おしゃべりで失敗してしまうベルナアルさんの話し、「葡萄蔓の束」がやっぱり好きだ。もう少しで修道士になれるところで沈黙の戒律を破り、罰として労働士に下げられる、ということを何度も繰り返しているベルナアルさん。悪気はないけれど、しゃべりすぎて愛する人をいたく傷つけ、しゃべらずにすむ修道院に入ったものの、しゃべるのをどうしても我慢することができない。そんな悲しいような可笑しいような話しなんだけれど、北海道のある岬の先端(虹の岬!)に建つ修道院の風景描写がため息もの。今回久生 十蘭の風景描写の上手さに初めて気づいた。ついついそういう描写は飛ばし読みしてしまう私だが、彼の作品の場合は飛ばさせないで読まされる。七五調の軽妙洒脱な会話は相変わらず好きだが、最初の2ページにわたる北海道の春を告げるスタートは、この先何もなくてもいいや、と思うくらい。

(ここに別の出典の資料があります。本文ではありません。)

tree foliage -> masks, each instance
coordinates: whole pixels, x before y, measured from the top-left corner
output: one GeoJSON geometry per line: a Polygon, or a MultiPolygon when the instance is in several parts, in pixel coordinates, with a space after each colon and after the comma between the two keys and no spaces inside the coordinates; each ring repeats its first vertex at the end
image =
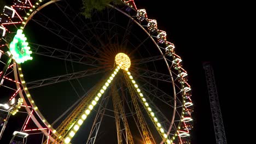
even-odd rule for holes
{"type": "Polygon", "coordinates": [[[83,0],[82,15],[86,18],[91,17],[91,13],[94,10],[102,11],[108,4],[119,4],[121,3],[120,0],[83,0]]]}

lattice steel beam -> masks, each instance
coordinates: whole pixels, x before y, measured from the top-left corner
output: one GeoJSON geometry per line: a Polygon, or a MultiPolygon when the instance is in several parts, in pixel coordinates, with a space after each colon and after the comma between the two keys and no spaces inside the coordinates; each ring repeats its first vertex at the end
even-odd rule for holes
{"type": "Polygon", "coordinates": [[[203,68],[205,70],[216,142],[217,144],[226,144],[226,135],[215,83],[213,69],[209,63],[205,63],[203,68]]]}

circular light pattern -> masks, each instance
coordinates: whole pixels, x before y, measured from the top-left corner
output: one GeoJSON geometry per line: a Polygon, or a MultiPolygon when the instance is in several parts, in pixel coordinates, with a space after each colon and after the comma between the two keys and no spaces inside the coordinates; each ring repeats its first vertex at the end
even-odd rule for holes
{"type": "Polygon", "coordinates": [[[131,61],[129,57],[124,53],[118,53],[115,56],[115,62],[117,65],[120,65],[122,69],[128,69],[131,66],[131,61]]]}
{"type": "Polygon", "coordinates": [[[17,33],[10,44],[10,51],[13,55],[13,58],[17,63],[21,63],[27,60],[32,59],[30,56],[32,51],[28,46],[28,43],[26,41],[27,38],[22,34],[22,29],[18,29],[17,33]]]}

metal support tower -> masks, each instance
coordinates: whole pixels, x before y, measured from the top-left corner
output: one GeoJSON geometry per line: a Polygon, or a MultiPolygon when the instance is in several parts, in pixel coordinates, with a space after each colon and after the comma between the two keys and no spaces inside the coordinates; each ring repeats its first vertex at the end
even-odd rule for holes
{"type": "Polygon", "coordinates": [[[226,144],[226,135],[219,103],[213,69],[209,63],[205,63],[203,68],[205,70],[216,143],[217,144],[226,144]]]}

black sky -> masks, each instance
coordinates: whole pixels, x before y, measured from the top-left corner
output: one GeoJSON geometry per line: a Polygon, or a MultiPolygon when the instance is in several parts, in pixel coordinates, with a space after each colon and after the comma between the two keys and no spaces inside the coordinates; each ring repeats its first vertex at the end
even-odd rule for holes
{"type": "Polygon", "coordinates": [[[228,8],[231,6],[217,1],[177,1],[140,0],[136,2],[138,8],[147,10],[149,18],[158,21],[159,29],[167,32],[167,40],[174,44],[177,53],[183,60],[193,89],[195,107],[191,143],[216,143],[202,64],[205,61],[210,62],[214,70],[228,142],[231,139],[232,125],[229,123],[232,112],[228,104],[234,94],[227,90],[234,82],[228,73],[235,70],[231,59],[234,53],[232,38],[235,33],[231,27],[234,16],[232,10],[228,8]]]}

ミステリー仕立ての「死亡通知」も一番長くて50ページほどあるが、途中で止められない。実は帰路の山手線でこれを読み始めたところで、線路に人が入ったとかで、運転見合わせのアナウンス。運転再開見込みは30分後。向かいの京浜東北線にどっと人が流れていく中、ラッキーとばかりにゆったりガラガラの山手線で読み耽る。読み終わった頃にめでたく、運転再開。急いでいない時の運転見合わせに喜んでしまうのは初めてではない。

打って変わって、時代ものでも捕物帳的なものはいいんだが、史実に基づくと思われる「遣米日記」や「美国横断鉄路」は、ちょっと辛い。あまりに残酷・冷酷で、その非情さは先日読んだ「紀ノ上一族」以上だった。史実なんだろうと思うと尚のこと辛い。が、北海道の春の描写も、残酷非道な描写を淡々と描くのも、結局は同じコインの裏表のような気がしてくる。

そんなこんなで、とりあえず家にはもう1冊文庫があるので、十蘭さんは近々に再登場予定。